Online Stochastic Linear Optimization under One-bit Feedback
This work addresses computational inefficiency in generalized linear bandits for real-world problems like online recommendation, though it is incremental as it builds on existing methods.
The paper tackles online stochastic linear optimization with one-bit feedback, common in applications like online advertising, by developing an efficient algorithm that achieves a regret bound of O(d√T), matching the optimal result for stochastic linear bandits.

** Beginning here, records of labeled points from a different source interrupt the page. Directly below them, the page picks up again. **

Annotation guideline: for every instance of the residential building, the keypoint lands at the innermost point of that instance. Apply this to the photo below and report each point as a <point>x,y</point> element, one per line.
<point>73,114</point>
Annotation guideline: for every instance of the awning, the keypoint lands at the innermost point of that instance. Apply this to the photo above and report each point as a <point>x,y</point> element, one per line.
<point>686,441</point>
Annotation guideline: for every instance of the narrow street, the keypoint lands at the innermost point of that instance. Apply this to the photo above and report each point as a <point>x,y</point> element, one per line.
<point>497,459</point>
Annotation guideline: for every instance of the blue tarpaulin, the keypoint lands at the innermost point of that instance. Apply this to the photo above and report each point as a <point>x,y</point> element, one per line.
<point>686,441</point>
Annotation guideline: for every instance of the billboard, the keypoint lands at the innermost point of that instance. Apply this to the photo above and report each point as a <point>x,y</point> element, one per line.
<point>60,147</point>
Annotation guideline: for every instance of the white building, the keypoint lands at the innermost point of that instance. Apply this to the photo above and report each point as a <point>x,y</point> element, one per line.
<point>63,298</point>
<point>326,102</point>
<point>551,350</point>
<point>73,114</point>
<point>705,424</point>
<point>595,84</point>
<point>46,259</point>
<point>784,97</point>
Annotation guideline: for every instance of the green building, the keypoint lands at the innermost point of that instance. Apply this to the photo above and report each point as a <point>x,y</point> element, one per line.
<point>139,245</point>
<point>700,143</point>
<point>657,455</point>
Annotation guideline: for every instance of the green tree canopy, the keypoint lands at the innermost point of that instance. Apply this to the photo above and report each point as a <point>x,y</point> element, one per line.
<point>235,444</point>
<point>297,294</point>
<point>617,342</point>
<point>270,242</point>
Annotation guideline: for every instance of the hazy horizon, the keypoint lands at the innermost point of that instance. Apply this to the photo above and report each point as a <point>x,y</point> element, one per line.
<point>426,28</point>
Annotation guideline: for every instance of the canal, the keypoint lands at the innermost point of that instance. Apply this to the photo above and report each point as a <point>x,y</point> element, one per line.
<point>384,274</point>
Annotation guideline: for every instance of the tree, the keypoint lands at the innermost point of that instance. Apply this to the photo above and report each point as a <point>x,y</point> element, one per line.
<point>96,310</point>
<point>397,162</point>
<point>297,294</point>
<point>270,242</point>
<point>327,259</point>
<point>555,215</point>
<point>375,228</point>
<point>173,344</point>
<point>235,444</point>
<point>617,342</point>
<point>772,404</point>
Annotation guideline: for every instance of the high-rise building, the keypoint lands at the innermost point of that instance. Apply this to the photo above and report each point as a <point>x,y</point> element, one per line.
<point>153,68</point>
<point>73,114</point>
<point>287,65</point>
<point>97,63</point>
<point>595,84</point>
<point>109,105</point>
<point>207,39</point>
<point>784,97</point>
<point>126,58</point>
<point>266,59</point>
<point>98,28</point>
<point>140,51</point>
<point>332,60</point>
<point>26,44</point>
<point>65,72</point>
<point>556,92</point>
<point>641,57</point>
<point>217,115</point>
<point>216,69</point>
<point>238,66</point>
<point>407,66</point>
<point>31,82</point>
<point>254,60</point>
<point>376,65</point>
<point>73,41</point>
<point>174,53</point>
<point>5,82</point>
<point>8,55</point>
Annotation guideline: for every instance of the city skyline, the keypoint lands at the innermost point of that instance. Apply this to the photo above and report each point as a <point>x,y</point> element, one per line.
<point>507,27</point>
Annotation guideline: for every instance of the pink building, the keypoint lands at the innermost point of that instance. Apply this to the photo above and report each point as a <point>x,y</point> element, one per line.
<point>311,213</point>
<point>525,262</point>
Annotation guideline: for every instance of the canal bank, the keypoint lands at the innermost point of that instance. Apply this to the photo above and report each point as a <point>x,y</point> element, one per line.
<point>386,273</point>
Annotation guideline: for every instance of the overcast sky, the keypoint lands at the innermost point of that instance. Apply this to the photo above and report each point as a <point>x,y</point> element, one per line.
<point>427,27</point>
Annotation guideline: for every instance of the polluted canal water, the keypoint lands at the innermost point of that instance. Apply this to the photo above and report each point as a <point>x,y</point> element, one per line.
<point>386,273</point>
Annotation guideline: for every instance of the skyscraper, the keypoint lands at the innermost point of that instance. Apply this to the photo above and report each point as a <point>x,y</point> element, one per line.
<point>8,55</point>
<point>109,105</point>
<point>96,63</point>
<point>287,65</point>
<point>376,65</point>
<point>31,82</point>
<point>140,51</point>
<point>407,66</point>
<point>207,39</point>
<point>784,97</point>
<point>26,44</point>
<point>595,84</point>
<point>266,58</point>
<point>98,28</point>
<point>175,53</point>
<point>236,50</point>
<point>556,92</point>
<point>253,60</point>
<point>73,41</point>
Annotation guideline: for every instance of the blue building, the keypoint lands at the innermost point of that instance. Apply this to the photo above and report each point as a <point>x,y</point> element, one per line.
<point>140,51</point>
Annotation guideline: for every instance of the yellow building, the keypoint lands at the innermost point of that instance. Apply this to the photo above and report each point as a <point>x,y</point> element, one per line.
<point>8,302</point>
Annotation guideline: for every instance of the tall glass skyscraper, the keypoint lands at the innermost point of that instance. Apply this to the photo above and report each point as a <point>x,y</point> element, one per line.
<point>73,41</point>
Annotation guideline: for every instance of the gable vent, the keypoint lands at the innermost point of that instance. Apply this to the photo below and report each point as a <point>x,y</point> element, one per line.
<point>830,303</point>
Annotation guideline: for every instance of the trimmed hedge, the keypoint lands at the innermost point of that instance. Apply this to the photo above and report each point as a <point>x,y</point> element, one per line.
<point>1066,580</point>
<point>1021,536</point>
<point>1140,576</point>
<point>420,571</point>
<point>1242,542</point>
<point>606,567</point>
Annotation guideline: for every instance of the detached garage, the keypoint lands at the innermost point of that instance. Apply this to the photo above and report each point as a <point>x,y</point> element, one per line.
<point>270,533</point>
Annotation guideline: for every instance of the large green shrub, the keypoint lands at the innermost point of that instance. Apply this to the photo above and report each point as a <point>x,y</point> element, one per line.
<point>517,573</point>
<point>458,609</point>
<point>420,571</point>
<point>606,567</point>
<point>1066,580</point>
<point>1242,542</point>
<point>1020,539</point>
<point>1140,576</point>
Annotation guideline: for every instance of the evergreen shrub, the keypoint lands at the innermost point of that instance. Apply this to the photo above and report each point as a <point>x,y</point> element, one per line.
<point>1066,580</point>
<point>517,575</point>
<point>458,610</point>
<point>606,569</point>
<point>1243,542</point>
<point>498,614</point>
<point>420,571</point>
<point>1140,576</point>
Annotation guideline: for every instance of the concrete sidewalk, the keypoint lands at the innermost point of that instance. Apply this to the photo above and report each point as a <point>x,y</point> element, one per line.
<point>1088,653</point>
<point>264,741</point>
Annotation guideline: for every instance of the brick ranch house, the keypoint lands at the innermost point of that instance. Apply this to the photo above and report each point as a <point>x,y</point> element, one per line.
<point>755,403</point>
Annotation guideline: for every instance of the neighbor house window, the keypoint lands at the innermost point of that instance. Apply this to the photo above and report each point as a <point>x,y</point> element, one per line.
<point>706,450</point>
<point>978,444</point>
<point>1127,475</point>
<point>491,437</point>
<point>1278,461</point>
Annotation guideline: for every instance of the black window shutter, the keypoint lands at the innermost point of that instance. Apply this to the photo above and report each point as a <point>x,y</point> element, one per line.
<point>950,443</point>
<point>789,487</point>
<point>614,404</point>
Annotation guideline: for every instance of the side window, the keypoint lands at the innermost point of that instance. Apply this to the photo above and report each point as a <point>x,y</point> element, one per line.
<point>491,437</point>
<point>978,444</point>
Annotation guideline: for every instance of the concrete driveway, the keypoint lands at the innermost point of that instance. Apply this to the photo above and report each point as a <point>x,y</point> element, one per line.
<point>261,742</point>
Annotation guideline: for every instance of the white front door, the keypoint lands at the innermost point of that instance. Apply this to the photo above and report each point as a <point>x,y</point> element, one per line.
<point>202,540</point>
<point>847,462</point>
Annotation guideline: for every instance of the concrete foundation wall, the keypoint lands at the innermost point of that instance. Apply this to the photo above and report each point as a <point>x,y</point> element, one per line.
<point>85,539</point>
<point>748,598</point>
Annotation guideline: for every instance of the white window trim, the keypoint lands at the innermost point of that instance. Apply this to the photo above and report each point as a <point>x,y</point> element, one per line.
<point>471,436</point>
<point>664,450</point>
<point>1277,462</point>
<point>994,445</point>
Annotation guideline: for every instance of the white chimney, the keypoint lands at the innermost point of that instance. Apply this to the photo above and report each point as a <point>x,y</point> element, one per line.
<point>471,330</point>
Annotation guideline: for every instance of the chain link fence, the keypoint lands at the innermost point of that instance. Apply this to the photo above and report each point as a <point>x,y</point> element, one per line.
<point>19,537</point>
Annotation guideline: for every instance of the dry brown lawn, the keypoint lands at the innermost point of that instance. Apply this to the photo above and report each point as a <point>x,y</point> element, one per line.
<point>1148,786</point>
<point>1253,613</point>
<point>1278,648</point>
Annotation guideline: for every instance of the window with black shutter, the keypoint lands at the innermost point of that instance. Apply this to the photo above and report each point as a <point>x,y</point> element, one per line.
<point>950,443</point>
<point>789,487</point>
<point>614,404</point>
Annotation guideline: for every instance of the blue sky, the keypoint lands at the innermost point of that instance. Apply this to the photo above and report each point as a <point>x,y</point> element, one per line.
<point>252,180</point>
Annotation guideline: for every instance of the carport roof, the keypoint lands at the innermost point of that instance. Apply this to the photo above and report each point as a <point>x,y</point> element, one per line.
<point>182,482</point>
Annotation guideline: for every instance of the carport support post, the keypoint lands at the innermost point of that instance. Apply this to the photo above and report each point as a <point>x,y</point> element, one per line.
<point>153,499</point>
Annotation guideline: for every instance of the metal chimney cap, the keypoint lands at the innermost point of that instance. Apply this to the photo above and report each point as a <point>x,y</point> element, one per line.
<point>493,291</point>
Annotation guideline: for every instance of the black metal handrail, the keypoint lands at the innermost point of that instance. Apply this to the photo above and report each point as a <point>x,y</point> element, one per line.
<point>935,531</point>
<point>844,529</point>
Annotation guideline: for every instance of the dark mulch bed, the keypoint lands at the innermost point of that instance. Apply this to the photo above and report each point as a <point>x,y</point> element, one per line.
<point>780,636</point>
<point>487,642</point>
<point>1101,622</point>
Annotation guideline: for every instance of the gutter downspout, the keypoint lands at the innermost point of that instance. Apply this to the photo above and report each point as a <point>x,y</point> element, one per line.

In this paper, we study a special bandit setting of online stochastic linear optimization, where only one-bit of information is revealed to the learner at each round. This problem has found many applications including online advertisement and online recommendation. We assume the binary feedback is a random variable generated from the logit model, and aim to minimize the regret defined by the unknown linear function. Although the existing method for generalized linear bandit can be applied to our problem, the high computational cost makes it impractical for real-world problems. To address this challenge, we develop an efficient online learning algorithm by exploiting particular structures of the observation model. Specifically, we adopt online Newton step to estimate the unknown parameter and derive a tight confidence region based on the exponential concavity of the logistic loss. Our analysis shows that the proposed algorithm achieves a regret bound of $O(d\sqrt{T})$, which matches the optimal result of stochastic linear bandits.